30 июня Гросс объявил управлявшему иностранными делами С. Флорантэну, что Шетарди покусился не только подкупать светские и духовные лица, но осмелился даже бесстрашным и дерзостным образом описывать ее императорское величество и поносить, что дало императрице право поступить с ним как с простым провинившимся иностранцем. При этом императрица надеется, что король не только не одобрит поступка Шетарди, но признает умеренность и снисхождение ее величества в том, что она не захотела воспользоваться положением Шетарди как человека, не имевшего никакого дипломатического характера, и потому будет продолжать дружбу с Россиею; императрица же с своей стороны готова отвечать тем же, готова во всяком случае оказывать его величеству внимание и особенное почтение: С. Флорантэн, перебивая несколько раз речь Гросса, отвечал, что Шетарди до сих пор считался человеком благоразумным, значит, неприятели его наконец успели одержать победу.
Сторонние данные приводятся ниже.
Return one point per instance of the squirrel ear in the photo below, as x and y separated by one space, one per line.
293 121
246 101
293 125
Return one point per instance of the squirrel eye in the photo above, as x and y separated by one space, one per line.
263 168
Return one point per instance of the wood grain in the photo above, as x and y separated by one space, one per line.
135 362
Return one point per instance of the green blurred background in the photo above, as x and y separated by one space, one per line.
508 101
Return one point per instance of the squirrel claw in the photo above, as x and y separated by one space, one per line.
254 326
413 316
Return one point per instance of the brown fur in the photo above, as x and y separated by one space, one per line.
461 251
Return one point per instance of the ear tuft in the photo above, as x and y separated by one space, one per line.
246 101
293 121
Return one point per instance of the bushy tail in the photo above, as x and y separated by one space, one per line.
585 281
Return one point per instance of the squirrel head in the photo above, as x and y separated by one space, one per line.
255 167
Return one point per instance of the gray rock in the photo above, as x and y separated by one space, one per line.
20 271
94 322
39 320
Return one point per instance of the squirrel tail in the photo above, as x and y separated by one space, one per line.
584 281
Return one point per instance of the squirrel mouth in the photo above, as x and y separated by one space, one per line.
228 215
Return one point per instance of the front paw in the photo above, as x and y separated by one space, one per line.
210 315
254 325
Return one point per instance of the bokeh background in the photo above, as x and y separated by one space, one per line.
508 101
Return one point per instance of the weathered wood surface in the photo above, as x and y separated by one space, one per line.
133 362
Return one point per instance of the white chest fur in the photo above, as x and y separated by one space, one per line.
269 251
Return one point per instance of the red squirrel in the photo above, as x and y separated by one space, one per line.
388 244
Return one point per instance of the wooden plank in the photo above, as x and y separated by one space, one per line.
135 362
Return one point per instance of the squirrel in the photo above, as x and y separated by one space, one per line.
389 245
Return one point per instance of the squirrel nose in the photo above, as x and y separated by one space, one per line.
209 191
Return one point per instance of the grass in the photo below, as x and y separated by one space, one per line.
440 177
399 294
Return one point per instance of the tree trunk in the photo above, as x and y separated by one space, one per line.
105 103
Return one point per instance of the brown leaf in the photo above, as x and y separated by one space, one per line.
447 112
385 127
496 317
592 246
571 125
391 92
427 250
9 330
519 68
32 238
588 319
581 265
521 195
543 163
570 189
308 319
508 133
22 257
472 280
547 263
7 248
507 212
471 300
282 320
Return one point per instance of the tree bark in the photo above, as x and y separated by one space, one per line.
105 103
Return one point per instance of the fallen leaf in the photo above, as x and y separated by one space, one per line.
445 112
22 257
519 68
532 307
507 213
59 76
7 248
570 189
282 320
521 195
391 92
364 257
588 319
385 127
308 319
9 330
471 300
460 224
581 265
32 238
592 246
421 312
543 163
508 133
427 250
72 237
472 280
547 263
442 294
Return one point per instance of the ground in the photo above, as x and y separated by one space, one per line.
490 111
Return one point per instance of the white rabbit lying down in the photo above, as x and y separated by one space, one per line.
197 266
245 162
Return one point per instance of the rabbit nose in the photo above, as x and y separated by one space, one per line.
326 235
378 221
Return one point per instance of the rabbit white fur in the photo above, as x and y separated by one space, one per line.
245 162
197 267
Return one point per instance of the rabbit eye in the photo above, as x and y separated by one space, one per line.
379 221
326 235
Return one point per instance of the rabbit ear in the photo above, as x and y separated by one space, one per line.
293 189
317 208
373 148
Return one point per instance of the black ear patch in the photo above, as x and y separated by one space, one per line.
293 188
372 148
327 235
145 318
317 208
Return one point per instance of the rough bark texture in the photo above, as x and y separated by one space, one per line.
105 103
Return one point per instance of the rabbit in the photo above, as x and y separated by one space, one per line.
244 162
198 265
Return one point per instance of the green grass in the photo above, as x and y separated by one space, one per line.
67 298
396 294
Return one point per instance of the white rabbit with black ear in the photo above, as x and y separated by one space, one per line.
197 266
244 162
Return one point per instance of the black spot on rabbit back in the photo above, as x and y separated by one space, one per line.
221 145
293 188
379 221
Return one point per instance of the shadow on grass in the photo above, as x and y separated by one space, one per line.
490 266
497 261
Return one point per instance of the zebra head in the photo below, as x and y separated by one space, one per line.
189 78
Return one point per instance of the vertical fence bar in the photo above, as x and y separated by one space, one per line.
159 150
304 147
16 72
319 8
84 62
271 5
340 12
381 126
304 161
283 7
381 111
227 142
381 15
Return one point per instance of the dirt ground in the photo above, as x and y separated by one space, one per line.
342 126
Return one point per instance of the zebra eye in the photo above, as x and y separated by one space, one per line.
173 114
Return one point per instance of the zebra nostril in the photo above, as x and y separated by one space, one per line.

Гросс заметил, что императрица поступила так с Шетарди не по чьей-либо клевете, но на основании оригинальных его писем, и сам он в оправдание свое ничего привести не мог; когда ему сделано было объявление о решении императрицы, то он изменился в лице, пришел в величайшее смущение, считая себя счастливым, что с ним так великодушно поступили. С. Флорантэн возразил, что перемена в лице не всегда знак виновности: она может произойти от удивления; что с Шетарди поступили изменническим образом, взявши у него ключ к цифрам. Гросс отвечал на это, что ключа не брали, но нашелся способ иметь его.

Но в России перестали теперь обращать главное внимание на Францию. Бестужев объявлял прямо, что Пруссия опаснее Франции «по близости соседства и великой умножаемой силе».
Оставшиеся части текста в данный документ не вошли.